Les frites comme ambassadrices culinaires du projet Ruhr.2010 ? Plus, les frites, un produit de la région de la Ruhr ? Stop ! Les Néerlandais et les Belges ont été plus rapides. Ce n’est pas pour rien qu’il existe diverses blagues dans lesquelles les termes frites et Belgique sont étroitement liés (« Comment fait-on rentrer dix Belges dans une voiture ? » - Celui qui trouve la bonne réponse gagne la barquette de frites dont on a justement besoin pour faire rentrer les dix Belges dans la voiture).
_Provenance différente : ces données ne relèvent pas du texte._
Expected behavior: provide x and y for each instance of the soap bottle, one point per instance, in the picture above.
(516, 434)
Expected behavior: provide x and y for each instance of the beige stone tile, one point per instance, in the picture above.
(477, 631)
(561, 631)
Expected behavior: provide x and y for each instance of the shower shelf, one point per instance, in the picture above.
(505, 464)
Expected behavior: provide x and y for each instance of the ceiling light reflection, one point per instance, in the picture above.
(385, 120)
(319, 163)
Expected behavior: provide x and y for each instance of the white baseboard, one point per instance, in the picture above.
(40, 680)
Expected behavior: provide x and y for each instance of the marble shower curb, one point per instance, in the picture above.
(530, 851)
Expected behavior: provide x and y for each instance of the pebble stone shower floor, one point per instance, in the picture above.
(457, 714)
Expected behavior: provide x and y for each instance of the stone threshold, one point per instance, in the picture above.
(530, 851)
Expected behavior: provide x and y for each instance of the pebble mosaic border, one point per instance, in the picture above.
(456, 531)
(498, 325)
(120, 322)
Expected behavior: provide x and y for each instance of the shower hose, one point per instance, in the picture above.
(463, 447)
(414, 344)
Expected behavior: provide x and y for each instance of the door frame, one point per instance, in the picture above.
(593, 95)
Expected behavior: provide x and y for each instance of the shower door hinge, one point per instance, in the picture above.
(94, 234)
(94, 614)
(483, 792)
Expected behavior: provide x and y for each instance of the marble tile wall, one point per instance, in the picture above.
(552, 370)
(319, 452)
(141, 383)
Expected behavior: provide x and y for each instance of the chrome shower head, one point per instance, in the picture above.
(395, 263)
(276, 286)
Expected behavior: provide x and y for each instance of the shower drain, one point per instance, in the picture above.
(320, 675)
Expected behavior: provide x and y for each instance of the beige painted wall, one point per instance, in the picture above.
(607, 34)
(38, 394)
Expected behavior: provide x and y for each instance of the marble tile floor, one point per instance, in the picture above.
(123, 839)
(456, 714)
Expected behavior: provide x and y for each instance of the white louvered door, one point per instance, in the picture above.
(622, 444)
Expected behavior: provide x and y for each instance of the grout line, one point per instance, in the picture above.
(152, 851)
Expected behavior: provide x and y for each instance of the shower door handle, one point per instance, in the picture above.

Il y a aussi beaucoup de blagues et pas mal de préjugés sur la Ruhr – que les habitants comme les personnes extérieures ont coutume d'appeler « der Pott » (Ndlr : « Pott » viendrait du mot « Pütt», « mine », référence au passé de la région minière selon la traductrice de l'article, mais l'auteur rattache aussi « Pott », « le pot », à un « melting pot » à l'allemande, car la région regroupe des habitants de 170 nations différentes ! ) – mais ceux-ci n’ont en général rien à voir avec les frites.
Frites et passages à niveau
« Tout ce qui semble vieux et bizarre, il suffit de le qualifier de culture industrielle et ça devient de fait super »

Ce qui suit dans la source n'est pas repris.